When I rinse my marimo, once done but before going in the tank I put them in a cup with dechlorinated water for a minute or two then into the tank.

They are expensive because they are usually harvested from the wild (their original habitat is almost completely depleted of them now sadly). They are EXTREMELY SLOW growers so they take many many years to get a decent size, so with a high demand and so slow to 'reproduce'(little tuffs form off the side of a ball that naturally pop off and make new babies) or be large enough to split and make new ones.. yes its _worth _that price.

If you think marimo are expensive look up "marble anubias for sale" or "snow white anubias for sale" they're $50-100+ for 4 leaves (less than 2" of rhizome) THAT'S expensive!


----------



## Matilda

*I have Marimo moss balls in almost all my tanks & I really like them. Any live "plant" will process a certain amount of fish waste in the tank & help keep the water clean so I think they are beneficial to the environment. The fake ones look nice but don't have any added benefit like the live ones.
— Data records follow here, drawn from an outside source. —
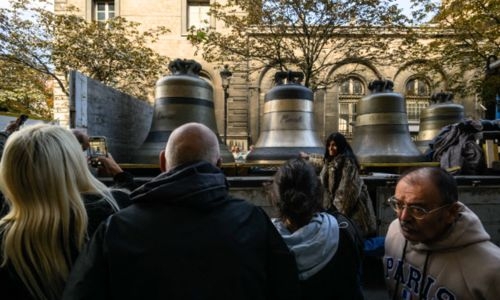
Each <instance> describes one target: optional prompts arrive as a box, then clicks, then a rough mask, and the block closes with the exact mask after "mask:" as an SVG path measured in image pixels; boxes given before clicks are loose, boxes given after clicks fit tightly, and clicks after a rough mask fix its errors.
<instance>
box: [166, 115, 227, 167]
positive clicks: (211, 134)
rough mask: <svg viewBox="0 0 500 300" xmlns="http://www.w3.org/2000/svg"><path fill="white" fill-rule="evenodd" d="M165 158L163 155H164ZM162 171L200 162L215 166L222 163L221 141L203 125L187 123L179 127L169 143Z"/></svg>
mask: <svg viewBox="0 0 500 300" xmlns="http://www.w3.org/2000/svg"><path fill="white" fill-rule="evenodd" d="M162 156H163V153H162ZM164 160H165V161H164V162H162V158H160V166H161V168H162V171H168V170H171V169H173V168H175V167H176V166H179V165H181V164H184V163H188V162H194V161H199V160H204V161H207V162H209V163H211V164H213V165H214V166H216V165H217V164H218V163H220V150H219V141H218V139H217V136H216V135H215V133H214V132H213V131H212V130H211V129H210V128H208V127H207V126H205V125H203V124H201V123H186V124H184V125H182V126H180V127H177V128H176V129H175V130H174V131H172V133H171V134H170V137H169V139H168V142H167V146H166V147H165V152H164Z"/></svg>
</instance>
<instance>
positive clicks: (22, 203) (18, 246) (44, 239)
mask: <svg viewBox="0 0 500 300" xmlns="http://www.w3.org/2000/svg"><path fill="white" fill-rule="evenodd" d="M0 189H1V190H2V192H3V194H4V195H5V198H6V201H7V203H8V205H9V210H8V213H7V214H6V215H5V216H3V217H2V218H1V219H0V246H1V247H0V259H1V265H0V285H1V286H3V288H2V293H4V294H6V295H10V297H12V299H59V298H60V297H61V295H62V291H63V289H64V285H65V282H66V278H67V276H68V274H69V271H70V269H71V266H72V263H73V261H74V260H75V259H76V256H77V255H78V253H79V252H80V250H81V249H82V247H83V245H84V243H85V242H86V241H87V239H88V237H89V236H90V235H91V234H92V233H93V231H95V229H96V228H97V226H98V225H99V223H100V222H102V221H103V220H105V219H106V218H107V217H108V216H109V215H111V214H112V213H114V212H115V211H117V210H118V205H117V204H116V201H115V199H114V196H113V194H112V193H111V191H110V190H109V189H108V188H107V187H106V186H105V185H104V184H103V183H101V182H100V181H98V180H97V179H96V178H95V177H94V176H93V175H92V174H91V173H90V171H89V169H88V167H87V161H86V159H85V157H84V155H82V151H81V146H80V144H79V143H78V141H77V139H76V138H75V136H74V135H73V133H72V132H71V131H70V130H68V129H64V128H62V127H59V126H54V125H46V124H39V125H34V126H30V127H26V128H23V129H21V130H20V131H18V132H15V133H13V134H12V135H11V136H10V137H9V139H8V140H7V143H6V145H5V149H4V152H3V156H2V160H1V162H0ZM5 289H7V291H6V290H5Z"/></svg>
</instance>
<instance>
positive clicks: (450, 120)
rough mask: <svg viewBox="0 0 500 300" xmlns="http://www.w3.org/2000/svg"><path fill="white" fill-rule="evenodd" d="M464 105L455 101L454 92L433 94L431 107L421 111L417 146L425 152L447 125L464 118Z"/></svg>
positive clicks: (420, 150)
mask: <svg viewBox="0 0 500 300" xmlns="http://www.w3.org/2000/svg"><path fill="white" fill-rule="evenodd" d="M464 117H465V115H464V107H463V106H462V105H460V104H456V103H453V94H452V93H447V92H441V93H437V94H434V95H432V97H431V101H430V105H429V107H427V108H425V109H424V110H422V112H421V113H420V126H419V131H418V136H417V141H416V144H417V147H418V149H419V150H420V152H422V153H425V152H426V151H427V150H428V149H429V143H430V142H431V141H432V140H433V139H434V138H435V137H436V136H437V135H438V134H439V132H440V131H441V129H442V128H443V127H445V126H446V125H450V124H454V123H458V122H460V121H462V120H463V119H464Z"/></svg>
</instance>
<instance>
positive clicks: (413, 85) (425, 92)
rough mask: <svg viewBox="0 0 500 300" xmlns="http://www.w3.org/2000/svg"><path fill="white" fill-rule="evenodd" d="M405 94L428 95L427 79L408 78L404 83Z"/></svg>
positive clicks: (430, 90)
mask: <svg viewBox="0 0 500 300" xmlns="http://www.w3.org/2000/svg"><path fill="white" fill-rule="evenodd" d="M405 94H406V95H407V96H418V97H426V96H427V97H429V96H430V95H431V86H430V84H429V81H428V80H427V79H425V78H423V77H414V78H410V80H408V82H407V83H406V89H405Z"/></svg>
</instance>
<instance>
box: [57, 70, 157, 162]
mask: <svg viewBox="0 0 500 300" xmlns="http://www.w3.org/2000/svg"><path fill="white" fill-rule="evenodd" d="M70 86H71V88H70V90H71V92H70V94H71V95H70V101H69V103H70V105H69V106H70V110H71V111H70V113H69V115H70V116H71V118H70V120H69V123H68V124H67V125H68V126H69V127H71V128H80V129H82V130H84V131H86V132H87V134H88V135H99V136H105V137H106V138H107V143H108V150H109V152H110V153H112V155H113V158H114V159H115V160H116V161H117V162H119V163H128V162H130V161H131V158H132V156H133V154H134V150H136V149H137V148H138V147H140V146H141V145H142V143H143V141H144V140H145V139H146V136H147V134H148V132H149V129H150V127H151V120H152V116H153V107H152V106H151V105H150V104H148V103H147V102H145V101H141V100H139V99H137V98H134V97H132V96H130V95H127V94H124V93H122V92H120V91H118V90H115V89H113V88H111V87H108V86H105V85H103V84H102V83H100V82H98V81H96V80H93V79H91V78H89V77H87V76H84V75H82V74H81V73H79V72H76V71H73V72H71V76H70ZM64 125H66V124H64Z"/></svg>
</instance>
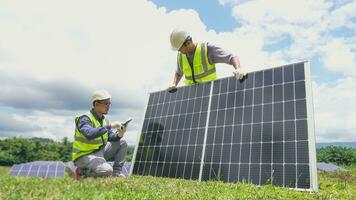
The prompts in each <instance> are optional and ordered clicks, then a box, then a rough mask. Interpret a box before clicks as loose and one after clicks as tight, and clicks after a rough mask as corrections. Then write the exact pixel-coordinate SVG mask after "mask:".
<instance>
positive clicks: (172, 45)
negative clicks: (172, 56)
mask: <svg viewBox="0 0 356 200" xmlns="http://www.w3.org/2000/svg"><path fill="white" fill-rule="evenodd" d="M189 36H190V34H189V33H188V32H186V31H184V30H181V29H174V30H173V31H172V33H171V37H170V39H171V47H172V49H173V50H176V51H177V50H178V49H180V47H181V46H182V45H183V43H184V41H185V40H186V39H187V37H189Z"/></svg>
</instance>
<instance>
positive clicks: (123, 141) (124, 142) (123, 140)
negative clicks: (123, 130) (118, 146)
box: [120, 139, 127, 147]
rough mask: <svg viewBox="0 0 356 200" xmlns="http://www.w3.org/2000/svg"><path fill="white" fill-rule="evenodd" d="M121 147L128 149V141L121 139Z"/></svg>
mask: <svg viewBox="0 0 356 200" xmlns="http://www.w3.org/2000/svg"><path fill="white" fill-rule="evenodd" d="M120 146H121V147H127V142H126V140H124V139H121V140H120Z"/></svg>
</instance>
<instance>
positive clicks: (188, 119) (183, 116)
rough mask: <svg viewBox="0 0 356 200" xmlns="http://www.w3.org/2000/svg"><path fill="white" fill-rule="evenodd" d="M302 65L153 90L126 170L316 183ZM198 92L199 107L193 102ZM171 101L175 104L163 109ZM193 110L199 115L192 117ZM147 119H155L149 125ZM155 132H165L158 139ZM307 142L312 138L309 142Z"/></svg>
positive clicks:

I don't buy the ones at my PetSmart due to them being so over-priced. I get mine on Ebay or from online aquarium plant suppliers. I actually just got 5 big ones in an auction on Ebay for $20.00 which included shipping. The seller squeezed a lot of the water out prior to shipping & I just got a bowl of water from one of my tanks, put them in it & left it overnight. By morning they had puffed up & looked great.

Here are a few of them in my Scarlet Badis tank.*


----------



## CustardCatfish

Elodea, hygrophila and anubias are all incredibly easy plants. As long as you have gravel and a light on for about 8 hours, you can plant it and forget it. Just put in a bit of Leaf Zone every week. Bam. Planted tank. It's really not a super tricky and time-consuming hobby if you go the easy route. All plants just need a few weeks to settle into your tank, in which they might shed or look like they're dying. 

The only maintenance you'll be doing is netting out the dead leaves every few days (1 minute when you do feeding time) and putting in a liquid fertiliser. API Leaf Zone does the job for those 3 plants. 

Seriously. It's so easy. 

I QT'd my marimo ball for a week and a bit. I'd leave it in tap water, squeeze the crap out, replace water. There was so much muck in there that I was relieved that I had QT'd it. It's like a sponge. I would QT yours. Even if it's a trusted seller, you just never know.


----------



## aqua hero

my bettas original home is an 8 gallon tank (he is in my 30 gallon so that his fins heal from tail biting) and i have moss balls. it was originally for the shrimp but my beta absolutely loves them. he swims around them during the afternoon and just investigates it or lies down on it like a cushion. i have had these balls in the tank for 4 months and the temperature is 80F. the moss balls are absolutely fine. yes they are quite costly like Aqua Aurora said


----------